American politician (1849–1916)

 John Ryan Toole (July 3, 1849 – March 4, 1916) was an industrialist and legislator in Montana. He served in the Montana State Legislature in 1890.

==Biography==
Toole was born in Aroostook County, Maine, on July 3, 1849, and moved to Madison, Wisconsin, with his parents in 1855. He began working in the mining industry in Utah in 1873. Five years later, in 1878, he took his mining career to Idaho where he met his wife, Anna Hardenbrook. They had six children: Honora, Thula, Allan, Howard, Brice, and John R. Jr.

The family moved to Anaconda, Montana, in 1884. While living in Anaconda, Toole worked for Marcus Daly's smelter and became known as Daly's right-hand man. Toole was elected to the territorial legislature in 1886 and reelected in 1888. He was nominated to the state legislature in 1889 and was part of the Montana Constitutional Convention. In 1900, the Toole family relocated to Missoula, Montana, where Toole became president of the Big Blackfoot Milling Company. Toole died on March 4, 1916, in California and was buried in Missoula Cemetery.

== Family ==
 Toole married Anna Hardenbrook on November 2, 1882. Their first child Honora was born in 1883. She eventually married John R. Clifton. The couple's second daughter Thula was born in 1885 and married George Weisel. Their first son Allan was born in 1887, followed by Howard born in 1890. Howard would eventually marry Marjorie Ross. The third son Brice was born in 1893, followed by John R. Jr.
Today, Missoula has a street named Toole Avenue as well as a John H. Toole Park. John Howard Toole, for whom the Park is named was the grandson of John R. Toole, first son of Howard Toole and Marjorie Ross. John H. was a decorated World War II veteran who became a successful businessman and eventually served as Mayor of Missoula. He died in 1991.

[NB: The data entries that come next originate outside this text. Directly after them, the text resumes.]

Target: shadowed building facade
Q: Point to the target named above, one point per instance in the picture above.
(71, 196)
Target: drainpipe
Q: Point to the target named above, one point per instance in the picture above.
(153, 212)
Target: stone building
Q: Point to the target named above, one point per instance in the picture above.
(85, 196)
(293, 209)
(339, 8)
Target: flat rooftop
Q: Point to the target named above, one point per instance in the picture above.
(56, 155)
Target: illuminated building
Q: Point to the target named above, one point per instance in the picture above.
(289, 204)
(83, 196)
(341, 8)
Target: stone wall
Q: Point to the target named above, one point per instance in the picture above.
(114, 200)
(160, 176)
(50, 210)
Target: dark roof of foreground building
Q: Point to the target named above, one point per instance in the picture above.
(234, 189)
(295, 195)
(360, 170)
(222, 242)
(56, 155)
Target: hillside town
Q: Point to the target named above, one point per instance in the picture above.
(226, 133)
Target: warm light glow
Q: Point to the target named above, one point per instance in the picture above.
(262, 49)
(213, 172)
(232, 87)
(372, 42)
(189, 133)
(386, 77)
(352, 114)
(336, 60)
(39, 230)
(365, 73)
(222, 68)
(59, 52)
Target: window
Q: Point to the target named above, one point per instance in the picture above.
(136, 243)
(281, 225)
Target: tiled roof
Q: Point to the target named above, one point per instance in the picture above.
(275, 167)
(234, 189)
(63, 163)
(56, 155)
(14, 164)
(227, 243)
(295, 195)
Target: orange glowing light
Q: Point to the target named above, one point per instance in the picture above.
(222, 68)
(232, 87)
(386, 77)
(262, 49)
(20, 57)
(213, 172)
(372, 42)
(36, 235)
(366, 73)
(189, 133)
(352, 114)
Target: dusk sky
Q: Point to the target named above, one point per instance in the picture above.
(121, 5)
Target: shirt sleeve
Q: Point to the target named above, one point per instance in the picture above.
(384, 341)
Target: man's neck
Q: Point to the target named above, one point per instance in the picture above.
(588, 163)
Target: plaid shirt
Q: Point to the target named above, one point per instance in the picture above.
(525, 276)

== Big Blackfoot Milling Company==
The Anaconda Mining Company, which was owned by copper-king Marcus Daly, began expanding and established a milling company in Missoula. The purpose of the company was to harvest timber to run Anaconda's smelter. John R. Toole became president of the company shortly after he moved to Missoula. The mill was known by various other names over the years, including Hammond-Bonner Lumber Mill, the Anaconda Mill and the Western Lumber Mill. By 1900, the Big Blackfoot Milling Company had depleted much of its timber supply and started cutting further up the Blackfoot. Most of the logs were floated down the river to Bonner.

==Toole house==
 The neoclassical Toole home in Missoula, located on Gerald Avenue, was designed in 1902 by architect J.F. Everett. Everett followed the style of the popular World's Columbian Exposition in Chicago. Twelve-foot ceilings, pocket doors and oak columns are just a few of the features in the house. It also has seven fireplaces and, according to Toole, "There was not a more attractive fireside in Montana." A Palladian window and fan lights line the main entry. Anna Hardenbrook Toole sold the house in 1931 to Kappa Kappa Gamma, giving a home to the first sorority in Missoula. Two of Toole's daughters, as well as granddaughters, great-granddaughters and a daughter-in-law, have been members of Kappa Kappa Gamma and called the house their home during their college years. Three additions have been made to the house, but it still retains its original symmetry and classical ornamentation. In 1983, the house was placed on the National Register of Historic Places.